The legislature should be concerned that nearly one of every four Oregonians can’t find full-time work to earn a living and support their families. Yet Salem’s response to our high unemployment was more government spending through an ill-conceived “stimulus” plan that has increased the state’s debt while producing few jobs.
Majority Democrats were convinced they could put people back to work by spending $255 million on minor, short-term deferred maintenance projects. These projects included replacing light bulbs, replacing carpet, and applying paint to state office buildings. Because the state borrowed money to pay for these projects, our children and grandchildren will be forced to pay for light bulbs, carpet and paint jobs that had worn out a long time ago.
Proponents of the spending plan have claimed it has created over 3,000 new jobs, but that’s only because the state counted any stimulus work as a job, whether the work lasted three hours or three months. The Associated Press recently found these jobs lasted an average of 35 hours. When measured in full-time, yearlong jobs, the AP found that the stimulus plan created the equivalent of 215 full-time jobs that lasted three months. The news report suggested that Salem politicians were “stretching the facts” to fool Oregonians into believing the stimulus program was more successful than it really was.
Sadly, most of the workers on these projects have returned to unemployment and are looking for full-time work. Contractors who have completed the stimulus projects are now seeking new projects, even though few are being put up for bid in this economy. One contractor told the Portland Daily Journal of Commerce that the stimulus plan was helpful but similar to “spitting in the ocean” of the recession.
Any employment gains from the state stimulus plan will be wiped out by the tax increases that were passed this year. A respected economist recently determined that Oregon would lose 43,000 jobs as a result of the corporate tax increase alone. Yet another economist found that the personal income tax increase would cost us an additional 36,000 jobs.

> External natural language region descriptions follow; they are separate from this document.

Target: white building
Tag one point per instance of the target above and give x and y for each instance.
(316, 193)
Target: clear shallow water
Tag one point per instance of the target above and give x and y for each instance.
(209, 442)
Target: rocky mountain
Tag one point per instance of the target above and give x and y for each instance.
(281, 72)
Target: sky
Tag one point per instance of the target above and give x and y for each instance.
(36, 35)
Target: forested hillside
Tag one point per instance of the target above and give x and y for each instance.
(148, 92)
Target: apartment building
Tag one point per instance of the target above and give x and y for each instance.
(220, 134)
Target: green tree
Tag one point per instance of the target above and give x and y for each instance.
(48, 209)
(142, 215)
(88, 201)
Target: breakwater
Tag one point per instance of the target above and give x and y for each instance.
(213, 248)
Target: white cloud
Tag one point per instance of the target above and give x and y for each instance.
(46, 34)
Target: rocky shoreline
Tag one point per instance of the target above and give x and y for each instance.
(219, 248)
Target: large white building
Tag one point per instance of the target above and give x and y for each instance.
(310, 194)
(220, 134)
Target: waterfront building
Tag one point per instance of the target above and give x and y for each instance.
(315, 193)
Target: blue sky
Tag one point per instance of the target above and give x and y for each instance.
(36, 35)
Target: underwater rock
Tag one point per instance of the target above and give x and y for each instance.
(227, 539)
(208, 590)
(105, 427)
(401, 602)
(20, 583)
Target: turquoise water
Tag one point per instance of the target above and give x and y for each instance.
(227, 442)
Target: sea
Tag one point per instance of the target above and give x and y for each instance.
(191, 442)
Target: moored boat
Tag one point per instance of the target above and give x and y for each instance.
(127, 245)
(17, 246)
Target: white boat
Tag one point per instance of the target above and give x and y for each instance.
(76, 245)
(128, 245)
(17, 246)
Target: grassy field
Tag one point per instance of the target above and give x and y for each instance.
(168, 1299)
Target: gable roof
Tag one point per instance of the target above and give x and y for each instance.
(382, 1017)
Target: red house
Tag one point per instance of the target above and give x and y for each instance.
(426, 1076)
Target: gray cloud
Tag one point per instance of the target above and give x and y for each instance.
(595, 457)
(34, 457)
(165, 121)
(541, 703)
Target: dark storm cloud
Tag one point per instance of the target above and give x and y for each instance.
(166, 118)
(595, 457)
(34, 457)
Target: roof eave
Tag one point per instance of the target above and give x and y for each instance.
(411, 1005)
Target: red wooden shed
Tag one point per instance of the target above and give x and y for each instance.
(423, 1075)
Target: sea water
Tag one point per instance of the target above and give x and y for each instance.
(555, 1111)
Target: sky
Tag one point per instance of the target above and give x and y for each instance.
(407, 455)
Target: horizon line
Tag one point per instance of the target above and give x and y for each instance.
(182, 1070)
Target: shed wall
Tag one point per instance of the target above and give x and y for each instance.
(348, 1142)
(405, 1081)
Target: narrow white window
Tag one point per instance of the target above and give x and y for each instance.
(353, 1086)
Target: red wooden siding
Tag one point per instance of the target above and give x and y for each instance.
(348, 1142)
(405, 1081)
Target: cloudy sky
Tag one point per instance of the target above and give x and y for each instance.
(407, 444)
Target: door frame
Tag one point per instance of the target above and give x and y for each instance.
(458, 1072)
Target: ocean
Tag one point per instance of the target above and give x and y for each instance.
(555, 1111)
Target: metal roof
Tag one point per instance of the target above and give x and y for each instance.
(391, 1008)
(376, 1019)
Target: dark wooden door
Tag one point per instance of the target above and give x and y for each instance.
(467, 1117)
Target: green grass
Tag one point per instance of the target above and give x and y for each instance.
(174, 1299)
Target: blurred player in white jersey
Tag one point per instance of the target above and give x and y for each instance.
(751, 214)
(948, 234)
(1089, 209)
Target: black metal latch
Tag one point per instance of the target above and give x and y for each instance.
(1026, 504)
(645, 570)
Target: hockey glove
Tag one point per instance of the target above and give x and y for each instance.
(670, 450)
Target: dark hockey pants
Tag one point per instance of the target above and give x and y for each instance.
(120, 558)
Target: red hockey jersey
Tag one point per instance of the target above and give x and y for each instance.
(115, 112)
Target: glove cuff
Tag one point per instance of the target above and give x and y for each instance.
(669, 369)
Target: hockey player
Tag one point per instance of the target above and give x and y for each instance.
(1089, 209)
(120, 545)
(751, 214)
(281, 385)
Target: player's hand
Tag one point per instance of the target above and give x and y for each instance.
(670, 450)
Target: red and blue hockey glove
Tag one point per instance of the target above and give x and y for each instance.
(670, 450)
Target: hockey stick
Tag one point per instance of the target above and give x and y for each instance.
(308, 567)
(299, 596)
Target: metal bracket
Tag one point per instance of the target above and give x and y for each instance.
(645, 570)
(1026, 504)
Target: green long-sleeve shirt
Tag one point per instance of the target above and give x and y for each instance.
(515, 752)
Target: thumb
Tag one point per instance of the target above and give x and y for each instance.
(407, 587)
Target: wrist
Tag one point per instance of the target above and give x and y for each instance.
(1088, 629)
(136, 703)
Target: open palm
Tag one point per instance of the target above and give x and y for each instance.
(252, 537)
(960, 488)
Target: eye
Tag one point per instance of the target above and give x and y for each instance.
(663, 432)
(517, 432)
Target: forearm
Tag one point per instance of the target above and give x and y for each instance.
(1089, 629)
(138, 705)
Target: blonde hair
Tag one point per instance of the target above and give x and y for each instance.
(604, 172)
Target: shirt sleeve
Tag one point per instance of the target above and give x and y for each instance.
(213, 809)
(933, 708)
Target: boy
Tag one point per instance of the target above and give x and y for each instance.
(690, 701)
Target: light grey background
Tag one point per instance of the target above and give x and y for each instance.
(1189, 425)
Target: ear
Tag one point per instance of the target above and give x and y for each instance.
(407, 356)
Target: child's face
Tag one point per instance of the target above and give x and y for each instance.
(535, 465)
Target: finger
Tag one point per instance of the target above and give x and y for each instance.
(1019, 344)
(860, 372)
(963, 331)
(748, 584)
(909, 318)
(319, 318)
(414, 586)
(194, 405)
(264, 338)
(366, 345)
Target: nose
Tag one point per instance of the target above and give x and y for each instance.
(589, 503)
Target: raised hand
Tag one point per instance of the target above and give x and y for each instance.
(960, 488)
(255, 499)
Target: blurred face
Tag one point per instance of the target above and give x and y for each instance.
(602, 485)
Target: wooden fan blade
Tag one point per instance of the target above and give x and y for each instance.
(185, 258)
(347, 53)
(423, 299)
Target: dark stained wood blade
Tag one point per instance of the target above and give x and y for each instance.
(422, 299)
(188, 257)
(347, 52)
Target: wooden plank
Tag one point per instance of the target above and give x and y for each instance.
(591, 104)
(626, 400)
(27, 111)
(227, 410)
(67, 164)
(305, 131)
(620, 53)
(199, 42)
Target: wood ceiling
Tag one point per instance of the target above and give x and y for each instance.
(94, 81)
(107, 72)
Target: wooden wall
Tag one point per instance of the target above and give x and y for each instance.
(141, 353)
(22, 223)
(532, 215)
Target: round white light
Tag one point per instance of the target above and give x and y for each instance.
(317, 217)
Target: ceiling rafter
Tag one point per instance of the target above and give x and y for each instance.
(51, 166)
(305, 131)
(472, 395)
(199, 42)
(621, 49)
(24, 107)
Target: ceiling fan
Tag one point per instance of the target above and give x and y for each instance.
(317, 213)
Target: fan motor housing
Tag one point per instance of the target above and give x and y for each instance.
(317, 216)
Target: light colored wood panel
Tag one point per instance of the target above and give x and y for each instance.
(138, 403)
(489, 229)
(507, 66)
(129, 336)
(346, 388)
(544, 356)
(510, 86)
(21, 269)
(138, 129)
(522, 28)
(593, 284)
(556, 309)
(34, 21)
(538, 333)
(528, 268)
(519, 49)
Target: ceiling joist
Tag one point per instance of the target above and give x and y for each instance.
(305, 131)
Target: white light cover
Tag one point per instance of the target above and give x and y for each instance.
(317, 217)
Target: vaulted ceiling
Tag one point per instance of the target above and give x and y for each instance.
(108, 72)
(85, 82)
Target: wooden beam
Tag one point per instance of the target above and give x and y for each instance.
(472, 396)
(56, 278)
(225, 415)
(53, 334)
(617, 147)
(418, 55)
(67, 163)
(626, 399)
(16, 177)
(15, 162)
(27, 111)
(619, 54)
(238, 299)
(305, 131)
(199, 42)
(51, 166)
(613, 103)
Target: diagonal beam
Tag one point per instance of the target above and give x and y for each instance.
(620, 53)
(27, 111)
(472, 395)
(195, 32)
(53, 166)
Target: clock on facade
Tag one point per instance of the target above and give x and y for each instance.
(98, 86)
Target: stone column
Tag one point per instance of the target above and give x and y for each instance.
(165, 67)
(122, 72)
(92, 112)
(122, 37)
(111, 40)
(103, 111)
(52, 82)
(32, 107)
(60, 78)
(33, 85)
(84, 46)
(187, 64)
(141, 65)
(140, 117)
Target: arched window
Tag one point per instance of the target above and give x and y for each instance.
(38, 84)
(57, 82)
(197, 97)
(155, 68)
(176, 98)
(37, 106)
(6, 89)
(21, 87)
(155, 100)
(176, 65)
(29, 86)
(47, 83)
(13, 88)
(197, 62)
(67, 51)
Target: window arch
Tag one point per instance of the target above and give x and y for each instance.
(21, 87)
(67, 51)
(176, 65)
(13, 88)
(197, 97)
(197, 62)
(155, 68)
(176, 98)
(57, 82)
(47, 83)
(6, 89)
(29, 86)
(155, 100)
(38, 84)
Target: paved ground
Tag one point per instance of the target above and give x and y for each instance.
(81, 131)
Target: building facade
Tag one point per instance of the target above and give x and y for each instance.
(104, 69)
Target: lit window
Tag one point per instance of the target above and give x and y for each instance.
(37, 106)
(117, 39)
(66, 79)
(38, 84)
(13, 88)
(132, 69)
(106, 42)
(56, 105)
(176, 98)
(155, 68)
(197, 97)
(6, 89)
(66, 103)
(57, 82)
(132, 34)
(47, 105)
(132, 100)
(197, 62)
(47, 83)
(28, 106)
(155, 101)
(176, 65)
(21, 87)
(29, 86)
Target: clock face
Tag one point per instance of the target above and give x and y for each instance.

Like the stimulus program, these same politicians are attempting to fool Oregonians into believing that their tax increases will only hurt a select few. However, the facts show that the tax increases will hurt small businesses and others who bring jobs and capital to our state. Even worse, the analyses don’t include the higher gasoline taxes, higher vehicle registration fees and hundreds of millions of dollars in other new taxes and fees that Oregonians will soon have to pay. We are all desperately searching for an end to this recession, but the news from Salem is more debt, taxes, spending and regulation.
That’s bad for our economy and the nearly one in four Oregonians who need a full-time job.